You may recall from Musson's book that he specifically recommends using mfr claimed dimensions for hubs ... they are built to tight tolerances. This is consistent with my experience; I have had wrong rim ERD, but never hub measurements. OTOH, if you have the caliper feel free to measure your hubs.


----------



## upstateSC-rider (Aug 21, 2004)

Thanks guys., great info
Didn't mean to hijack the thread, just very curious.
Back to our originally scheduled content...


----------



## looigi (Nov 24, 2010)

upstateSC-rider said:


> ... Are there any diy "kits" that come with the appropriately sized spokes with washers, rims, and hubs?

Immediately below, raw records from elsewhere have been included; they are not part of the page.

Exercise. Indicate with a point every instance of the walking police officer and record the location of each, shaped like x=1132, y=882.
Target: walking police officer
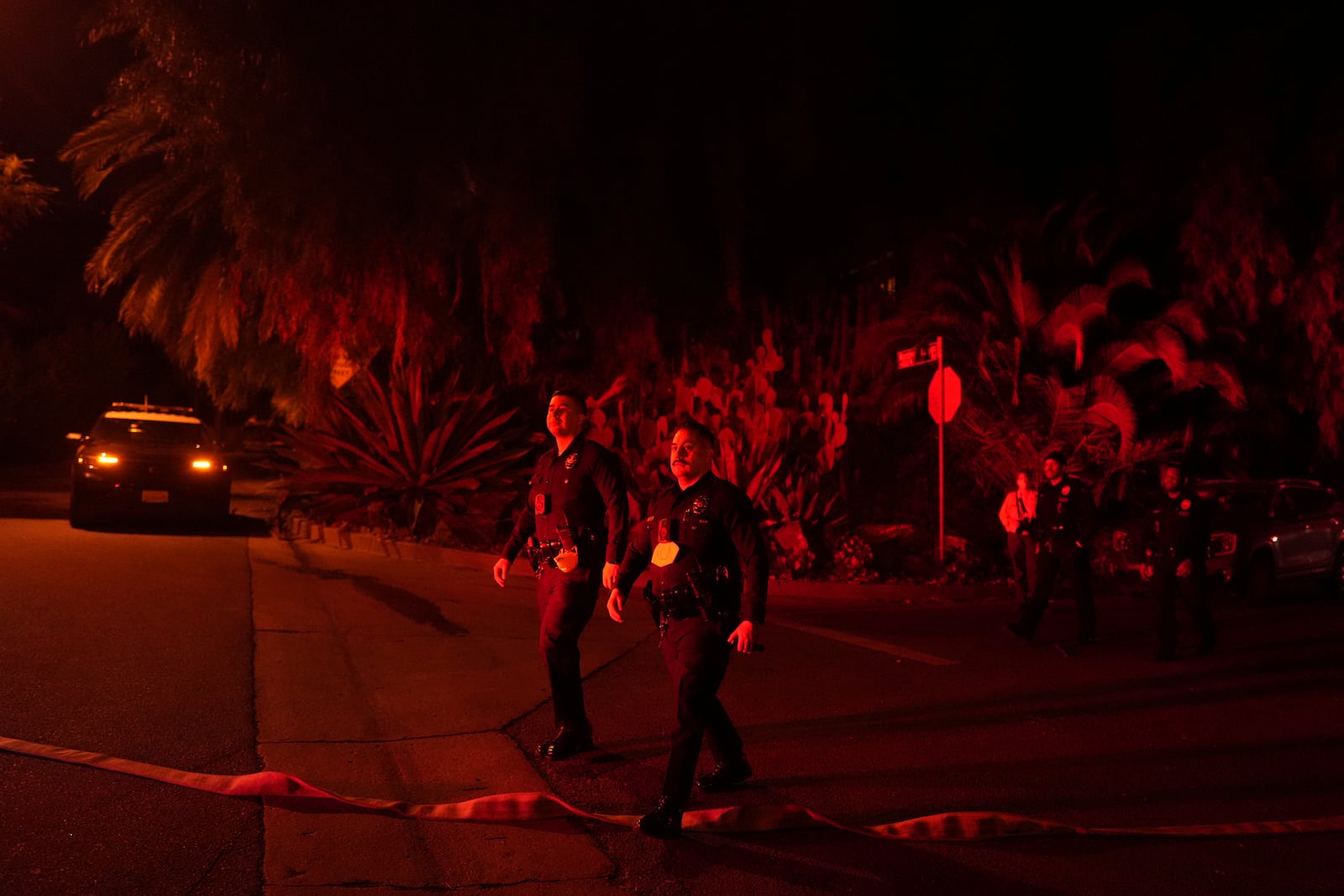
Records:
x=1178, y=547
x=707, y=587
x=575, y=528
x=1065, y=519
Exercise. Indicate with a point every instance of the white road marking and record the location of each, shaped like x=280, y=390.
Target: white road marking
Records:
x=880, y=647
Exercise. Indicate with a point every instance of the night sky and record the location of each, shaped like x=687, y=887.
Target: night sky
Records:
x=864, y=121
x=853, y=127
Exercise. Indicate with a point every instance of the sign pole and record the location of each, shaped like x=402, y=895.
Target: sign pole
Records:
x=942, y=407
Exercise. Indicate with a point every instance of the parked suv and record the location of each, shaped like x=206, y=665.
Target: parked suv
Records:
x=147, y=461
x=1269, y=531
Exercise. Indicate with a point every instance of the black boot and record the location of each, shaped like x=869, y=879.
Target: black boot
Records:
x=725, y=775
x=664, y=821
x=566, y=741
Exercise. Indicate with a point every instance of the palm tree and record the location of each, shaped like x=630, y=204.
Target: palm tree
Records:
x=293, y=184
x=1037, y=312
x=22, y=197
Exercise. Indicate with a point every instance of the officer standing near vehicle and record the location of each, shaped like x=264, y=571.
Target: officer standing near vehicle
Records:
x=575, y=528
x=707, y=589
x=1175, y=562
x=1065, y=520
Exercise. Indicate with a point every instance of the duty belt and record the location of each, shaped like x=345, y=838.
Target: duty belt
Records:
x=1053, y=533
x=542, y=553
x=692, y=598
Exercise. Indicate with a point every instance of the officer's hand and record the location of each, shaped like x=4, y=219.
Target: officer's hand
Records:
x=743, y=637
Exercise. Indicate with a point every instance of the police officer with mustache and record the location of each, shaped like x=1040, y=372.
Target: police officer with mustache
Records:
x=707, y=587
x=575, y=528
x=1175, y=562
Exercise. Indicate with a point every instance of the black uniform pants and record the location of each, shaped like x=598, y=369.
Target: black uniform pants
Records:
x=1053, y=562
x=1193, y=591
x=566, y=602
x=696, y=654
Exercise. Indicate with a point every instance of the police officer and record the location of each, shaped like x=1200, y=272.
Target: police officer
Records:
x=575, y=528
x=1178, y=547
x=1065, y=519
x=707, y=587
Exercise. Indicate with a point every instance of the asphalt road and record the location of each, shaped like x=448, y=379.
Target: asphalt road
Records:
x=866, y=711
x=136, y=645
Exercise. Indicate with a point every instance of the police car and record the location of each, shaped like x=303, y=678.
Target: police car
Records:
x=1267, y=532
x=148, y=461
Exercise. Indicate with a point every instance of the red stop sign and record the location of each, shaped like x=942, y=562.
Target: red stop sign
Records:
x=951, y=396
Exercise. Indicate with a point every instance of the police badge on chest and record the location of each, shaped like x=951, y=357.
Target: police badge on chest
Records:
x=667, y=548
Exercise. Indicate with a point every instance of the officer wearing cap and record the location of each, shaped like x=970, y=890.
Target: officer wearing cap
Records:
x=707, y=589
x=1065, y=520
x=1173, y=563
x=575, y=527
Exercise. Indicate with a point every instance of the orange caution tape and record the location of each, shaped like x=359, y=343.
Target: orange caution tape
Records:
x=506, y=808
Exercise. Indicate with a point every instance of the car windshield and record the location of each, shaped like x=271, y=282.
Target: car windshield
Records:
x=150, y=432
x=1243, y=503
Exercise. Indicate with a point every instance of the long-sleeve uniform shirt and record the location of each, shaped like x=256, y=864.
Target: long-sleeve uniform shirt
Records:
x=585, y=486
x=1018, y=508
x=714, y=526
x=1065, y=512
x=1179, y=528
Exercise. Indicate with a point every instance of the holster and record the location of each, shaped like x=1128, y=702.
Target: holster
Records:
x=694, y=597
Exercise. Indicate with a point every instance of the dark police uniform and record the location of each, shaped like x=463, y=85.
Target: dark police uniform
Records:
x=1065, y=519
x=1179, y=531
x=718, y=577
x=577, y=497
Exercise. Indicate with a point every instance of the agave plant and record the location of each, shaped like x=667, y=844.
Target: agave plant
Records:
x=403, y=454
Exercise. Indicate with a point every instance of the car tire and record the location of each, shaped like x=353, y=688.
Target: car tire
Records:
x=1258, y=584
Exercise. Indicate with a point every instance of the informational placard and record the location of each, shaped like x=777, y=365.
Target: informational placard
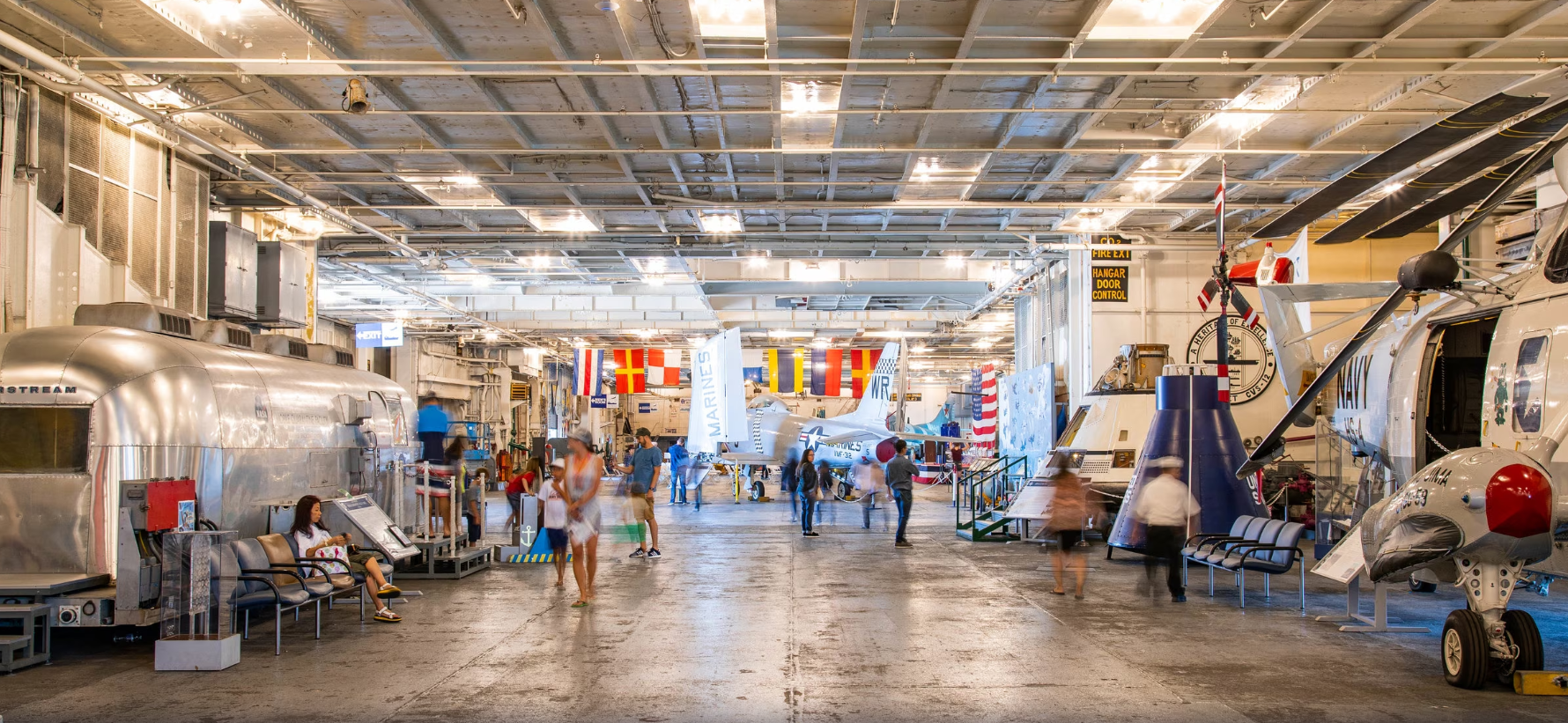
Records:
x=1346, y=560
x=378, y=335
x=1111, y=283
x=1033, y=501
x=1111, y=255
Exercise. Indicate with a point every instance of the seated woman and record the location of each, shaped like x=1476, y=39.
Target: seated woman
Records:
x=315, y=540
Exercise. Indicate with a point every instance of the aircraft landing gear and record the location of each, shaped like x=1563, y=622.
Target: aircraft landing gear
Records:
x=1489, y=637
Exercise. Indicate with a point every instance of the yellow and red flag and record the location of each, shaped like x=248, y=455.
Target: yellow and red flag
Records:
x=631, y=373
x=862, y=363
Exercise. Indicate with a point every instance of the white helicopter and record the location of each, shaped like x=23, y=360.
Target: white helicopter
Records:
x=1461, y=403
x=776, y=435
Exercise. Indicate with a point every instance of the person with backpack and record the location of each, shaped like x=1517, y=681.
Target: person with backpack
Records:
x=810, y=488
x=554, y=513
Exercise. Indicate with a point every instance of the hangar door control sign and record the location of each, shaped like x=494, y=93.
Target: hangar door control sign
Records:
x=1109, y=283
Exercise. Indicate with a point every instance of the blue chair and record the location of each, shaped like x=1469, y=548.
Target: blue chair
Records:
x=257, y=588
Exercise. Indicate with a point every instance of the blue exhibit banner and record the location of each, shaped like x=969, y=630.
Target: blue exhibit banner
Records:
x=378, y=335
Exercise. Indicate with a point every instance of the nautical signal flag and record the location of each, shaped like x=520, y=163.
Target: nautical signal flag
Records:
x=826, y=372
x=786, y=371
x=588, y=372
x=862, y=363
x=631, y=373
x=663, y=367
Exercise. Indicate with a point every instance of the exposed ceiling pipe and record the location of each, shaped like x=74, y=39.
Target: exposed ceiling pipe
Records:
x=943, y=63
x=86, y=84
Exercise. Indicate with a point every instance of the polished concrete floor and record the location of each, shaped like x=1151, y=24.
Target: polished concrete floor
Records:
x=743, y=620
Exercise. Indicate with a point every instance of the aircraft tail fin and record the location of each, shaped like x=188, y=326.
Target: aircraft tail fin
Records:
x=878, y=389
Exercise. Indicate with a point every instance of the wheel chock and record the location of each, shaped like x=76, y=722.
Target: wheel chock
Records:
x=1540, y=682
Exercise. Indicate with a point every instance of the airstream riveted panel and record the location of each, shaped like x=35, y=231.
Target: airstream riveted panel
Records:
x=86, y=407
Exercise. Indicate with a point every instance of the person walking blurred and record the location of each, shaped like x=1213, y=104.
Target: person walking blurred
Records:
x=581, y=490
x=789, y=479
x=641, y=474
x=1165, y=505
x=679, y=469
x=1069, y=512
x=900, y=479
x=869, y=486
x=810, y=491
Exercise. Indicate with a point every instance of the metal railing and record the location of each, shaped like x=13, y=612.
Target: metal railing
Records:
x=983, y=490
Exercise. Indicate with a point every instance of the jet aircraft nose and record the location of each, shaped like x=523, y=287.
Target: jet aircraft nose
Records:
x=1520, y=502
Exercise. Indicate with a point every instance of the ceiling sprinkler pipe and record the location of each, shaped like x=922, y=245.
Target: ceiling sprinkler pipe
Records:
x=86, y=84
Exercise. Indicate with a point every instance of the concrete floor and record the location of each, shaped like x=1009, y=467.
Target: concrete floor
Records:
x=745, y=620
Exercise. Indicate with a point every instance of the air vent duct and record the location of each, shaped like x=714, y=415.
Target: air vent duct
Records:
x=137, y=315
x=281, y=345
x=223, y=335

Email the Bike Hub Store. He'll set you up with Pacentis, fine BHS hubs, proper spokes and nipples. ... Or his version of the Kinlin rim.


----------



## Mike T. (Feb 3, 2004)

looigi said:


> Email the Bike Hub Store. He'll set you up with Pacentis, fine BHS hubs, proper spokes and nipples. ... Or his version of the Kinlin rim.


Yes Brandon will and he's a fine upstanding fellow who would do his absolute best but Upstate (or anyone else) shouldn't get complacent because of this. It might come the day when a rim or hub is bought elsewhere and website specs are believed. And no-one is going to absorb the fallout from the incorrect info - except the unfortunate buyer.


----------



## Guest (Dec 3, 2013)

The Novatech A141SB hub , HED C2 Rim (ERD 592), 24spokes, 1x requires a 280.8 mm length spoke. I would buy 281mm spokes. If unavailable in whatever spoke you want to buy then I would buy 282mm spokes.


----------



## deviousalex (Aug 18, 2010)

Are nipple washers universal? 

Velofuze Round Nipple Washers Fits Stans Notubes Rims ZTR Flow Arch Alpha | eBay

I may just pick up some of those.


----------



## dcgriz (Feb 13, 2011)

pushstart said:


> You may recall from Musson's book that he specifically recommends using mfr claimed dimensions for hubs ... they are built to tight tolerances. This is consistent with my experience; I have had wrong rim ERD, but never hub measurements. OTOH, if you have the caliper feel free to measure your hubs.


Musson wants to measure the center-to-flange to the inside of the flange. The published information on a lot of hubs does not indicate where their dimensions are taken and unfortunatelly this has become a standard practice with manufacturers publishing dimensions taken on the outside side of the flange to make the hub geometry (read: bracing angles) appear better on paper. A very well known boutique hub manufacturer is guilty on that with their latest 11 speed offering. Shimano is another example of wrong hub dimensions published on their Tech Tips Hub Dimensions pdf.

So unless you know exactly where and how the hubs are measured, measure them yourself for the most accurate results.


----------



## Mike T. (Feb 3, 2004)

deviousalex said:


> Are nipple washers universal?


Nope. The ones I used were cupped and these look to be flat. The nipples are rounded on their shoulders, fitting the cupped washers perfectly. They claim theirs weigh 2g for 32. 52 of mine weighed 9g so I doubt their weight claim. Brandon at BHS sells the cupped ones.


----------



## pushstart (Feb 5, 2012)

dcgriz said:


> Musson wants to measure the center-to-flange to the inside of the flange. The published information on a lot of hubs does not indicate where their dimensions are taken and unfortunatelly this has become a standard practice with manufacturers publishing dimensions taken on the outside side of the flange to make the hub geometry (read: bracing angles) appear better on paper. A very well known boutique hub manufacturer is guilty on that with their latest 11 speed offering. Shimano is another example of wrong hub dimensions published on their Tech Tips Hub Dimensions pdf.
> 
> So unless you know exactly where and how the hubs are measured, measure them yourself for the most accurate results.


Good points. Yes, I guess I have just lucked out in the past, choosing hubs that are correctly measured (or measured in accordance with calculator expectations).


----------